Ook is geen sprake van een huishoudelijke schuld zoals bedoeld in artikel 1:85 BW, omdat [eiseres01] niet heeft weersproken dat [gedaagde01] en [naam01] ten tijde van het lenen van het bedrag van € 25.000,00 niet waren getrouwd en het aangaan van een geldlening van € 25.000,00 bovendien geen voor de gewone gang van de huishouding aangegane verbintenis is.
2.9.
Het voorgaande leidt tot de conclusie dat de eis van [eiseres01] tot betaling van het restantbedrag van de geldlening van € 16.750,00 tegenover Credis q.q. wordt toegewezen en tegenover [gedaagde01] wordt afgewezen.
De buitengerechtelijke incassokosten en de wettelijke rente.
2.10.
De buitengerechtelijke incassokosten worden tegenover Credis q.q. toegewezen tot een bedrag van € 940,00. [eiseres01] heeft Credis q.q. bij brief van 23 november 2021 immers slechts dat bedrag aan buitengerechtelijke incassokosten aangezegd.
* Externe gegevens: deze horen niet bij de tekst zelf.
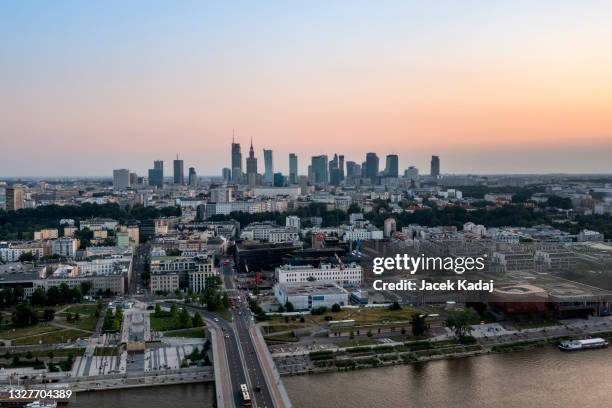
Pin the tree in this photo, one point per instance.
(48, 315)
(419, 325)
(24, 315)
(174, 311)
(460, 320)
(86, 287)
(26, 257)
(185, 319)
(39, 297)
(197, 320)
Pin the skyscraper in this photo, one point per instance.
(372, 166)
(319, 169)
(334, 171)
(279, 180)
(392, 166)
(435, 166)
(226, 173)
(353, 170)
(156, 174)
(251, 167)
(236, 162)
(179, 177)
(15, 198)
(193, 177)
(292, 168)
(412, 174)
(121, 179)
(268, 167)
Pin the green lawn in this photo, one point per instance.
(107, 351)
(162, 323)
(535, 325)
(82, 309)
(59, 336)
(197, 332)
(11, 333)
(87, 316)
(362, 315)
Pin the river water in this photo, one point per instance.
(543, 378)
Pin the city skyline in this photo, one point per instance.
(135, 82)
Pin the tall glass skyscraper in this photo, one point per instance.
(268, 167)
(435, 166)
(292, 168)
(236, 163)
(319, 169)
(179, 176)
(372, 166)
(392, 166)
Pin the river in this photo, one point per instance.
(543, 378)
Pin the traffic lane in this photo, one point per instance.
(262, 397)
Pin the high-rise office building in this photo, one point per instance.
(292, 168)
(435, 166)
(14, 198)
(156, 174)
(319, 169)
(251, 167)
(412, 174)
(133, 179)
(334, 171)
(236, 163)
(353, 170)
(372, 163)
(121, 179)
(268, 167)
(226, 173)
(193, 177)
(279, 180)
(392, 166)
(179, 176)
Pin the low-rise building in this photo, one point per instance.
(311, 295)
(348, 274)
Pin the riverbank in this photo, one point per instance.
(355, 358)
(545, 378)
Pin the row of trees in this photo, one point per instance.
(112, 320)
(180, 319)
(60, 295)
(21, 224)
(26, 315)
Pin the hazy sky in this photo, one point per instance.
(490, 86)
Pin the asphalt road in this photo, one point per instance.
(242, 323)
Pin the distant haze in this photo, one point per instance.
(490, 87)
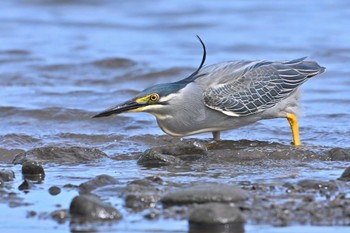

Verder heeft [eiseres01] overigens aan alle voorwaarden voldaan om deze kosten vergoed te krijgen (artikel 6:96 BW).
2.11.
De wettelijke rente wordt ook toegewezen tegenover Credis q.q., omdat [eiseres01] genoeg heeft gesteld waaruit volgt dat deze moet worden betaald en Credis q.q. dat niet heeft betwist.
De proceskosten.
2.12.
Credis q.q. krijgt voor het grootste deel ongelijk tegenover [eiseres01] en moet daarom de proceskosten van [eiseres01] betalen (artikel 237 Rv). De kantonrechter stelt die kosten tot vandaag vast op € 107,22 aan dagvaardingskosten, € 693,00 aan griffierecht en € 746,00 aan salaris voor de gemachtigde (twee punten x € 373,00). Dit is in totaal € 1.546,22. Voor kosten die [eiseres01] maakt na deze uitspraak moet Credis q.q. een bedrag betalen van € 124,00. Hier kan nog een bedrag bijkomen als de uitspraak wordt betekend. In dit vonnis hoeft hierover niet apart te worden beslist (zie de uitspraak van de Hoge Raad van 10 juni 2022, gepubliceerd onder ECLI:NL:HR:2022:853).
2.13.
[eiseres01] krijgt ongelijk tegenover [gedaagde01] en moet daarom de proceskosten van [gedaagde01] betalen (artikel 237 Rv). De kantonrechter stelt die kosten tot vandaag vast op € 373,00 (één punt). Voor kosten die [gedaagde01] maakt na deze uitspraak moet [eiseres01] een bedrag betalen van € 124,00. Hier kan nog een bedrag bijkomen als de uitspraak wordt betekend. In dit vonnis hoeft hierover niet apart te worden beslist (zie de uitspraak van de Hoge Raad van 10 juni 2022, gepubliceerd onder ECLI:NL:HR:2022:853).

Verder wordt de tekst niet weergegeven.